Photos omitted include the one at Cahill's crossing - two large Salt water crocs hanging out just under the surface of murky water. You wouldn't believe me if you saw the 'logs'. And shots of our campsite - there hasn't been one since Katherine's leaky tent, and if you want to see interiors of hotel rooms you can look at Wotif.com like we did.
#1. We have hundreds of photos of the ancient aboriginal rock art, but the boys were so inspired by an educational video on Kakadu that they spent much of our walks making their own 'art' by tying fallen pandanus leaves into intricate knots. They were trying to weave baskets. Especially when they discovered the retail value is approx $200.

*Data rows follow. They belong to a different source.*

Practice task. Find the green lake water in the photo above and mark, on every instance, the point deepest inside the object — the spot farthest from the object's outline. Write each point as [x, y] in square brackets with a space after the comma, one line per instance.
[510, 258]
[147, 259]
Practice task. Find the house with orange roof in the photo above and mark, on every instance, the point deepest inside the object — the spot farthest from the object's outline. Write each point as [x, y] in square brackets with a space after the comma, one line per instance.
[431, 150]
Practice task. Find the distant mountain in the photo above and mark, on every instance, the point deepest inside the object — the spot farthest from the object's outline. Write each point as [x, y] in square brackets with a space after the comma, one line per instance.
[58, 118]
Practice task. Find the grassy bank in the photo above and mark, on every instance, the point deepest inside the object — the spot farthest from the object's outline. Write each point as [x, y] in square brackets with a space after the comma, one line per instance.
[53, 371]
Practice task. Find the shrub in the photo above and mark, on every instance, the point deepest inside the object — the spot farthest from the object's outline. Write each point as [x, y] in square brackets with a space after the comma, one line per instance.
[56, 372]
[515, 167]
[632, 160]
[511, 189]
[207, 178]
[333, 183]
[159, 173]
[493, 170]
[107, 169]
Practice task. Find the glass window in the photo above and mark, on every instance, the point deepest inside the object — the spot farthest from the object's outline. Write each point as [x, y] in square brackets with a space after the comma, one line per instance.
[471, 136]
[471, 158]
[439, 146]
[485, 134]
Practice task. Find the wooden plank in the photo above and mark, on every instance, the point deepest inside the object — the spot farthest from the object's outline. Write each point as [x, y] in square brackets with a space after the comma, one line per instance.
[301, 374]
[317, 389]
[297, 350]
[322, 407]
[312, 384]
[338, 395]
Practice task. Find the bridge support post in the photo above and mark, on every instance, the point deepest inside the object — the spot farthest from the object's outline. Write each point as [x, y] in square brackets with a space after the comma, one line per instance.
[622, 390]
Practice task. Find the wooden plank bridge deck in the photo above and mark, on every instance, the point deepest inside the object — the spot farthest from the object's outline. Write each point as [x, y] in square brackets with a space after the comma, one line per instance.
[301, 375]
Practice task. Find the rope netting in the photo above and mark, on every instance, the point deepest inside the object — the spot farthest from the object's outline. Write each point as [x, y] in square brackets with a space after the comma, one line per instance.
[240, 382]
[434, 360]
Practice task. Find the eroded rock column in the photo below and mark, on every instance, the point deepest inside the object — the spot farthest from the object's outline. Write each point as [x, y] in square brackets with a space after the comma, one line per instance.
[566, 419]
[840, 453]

#2. and #7. are examples of schoolwork being done. So rare that it was deemed photo-worthy. This reminds me of a recent conversation that went like this:
P (after double espresso): "I am going to miss you boys when you have to go to school next year!"
(pause..while we all consider the implications of never going back..)
P: "Will, what is your back-up plan if we do not take you back to school for a proper education?" "I mean, how will you earn money when you are older?"
W: "Ummm.. I'll... invent the Nose-Picker!"
H: "Yeah! With soft edges so it doesn't hurt your nose! ...What's a back-up plan?" (patent pending, so don't be trying to steal their idea, OK?)
#3. Yep. Big termite mounds here. Discussed the future of human architecture and energy efficiency with boys. Eyes glazing over and were utterly incredulous that people have anything to learn from insects and 'nature'...Not anymore.
#4. Climbing up a steep rocky path on side if big cliff, wearing Crocs and carrying black umbrella, to this series of croc-free rock-pools at the top of Gunlom Falls, did not inspire confidence in the other hikers when they saw I was also responsible for two smallish boys. Swimming near the edge of the massive drop was perhaps a little unwise, but we all survived, and the view was awesome..
#5. The Hotel Pool. Spent many hours here too. In Kakadu, swimming is like eating. It needs to be done at least 3 times a day to avoid getting grumpy and distracted.
#6. At Maguk Falls, Will and Hamish are under the impression their life vests are croc-proof. We all swim the 100 metres or so to the falls quietly humming the Jaws theme. In fact, it has inspired a new game called the "der-nernt-er". A type of tag game where the chaser sings the Jaws theme. I'm sure everyone has a different way of spelling the sounds. But hopefully you know what I mean.
#8. Another loop track at Nourlangie Rock. Each of us could be heard shouting across the land.."why do the flies love ME so much?"
The boys were particularly intrigued with the painting of the Lightning Man who strikes law-breakers over the head with yams (sweet potatoes)...
Photos omitted include the one at Cahill's crossing - two large Salt water crocs hanging out just under the surface of murky water. You wouldn't believe me if you saw the 'logs'. And shots of our campsite - there hasn't been one since Katherine's leaky tent, and if you want to see interiors of hotel rooms you can look at Wotif.com like we did.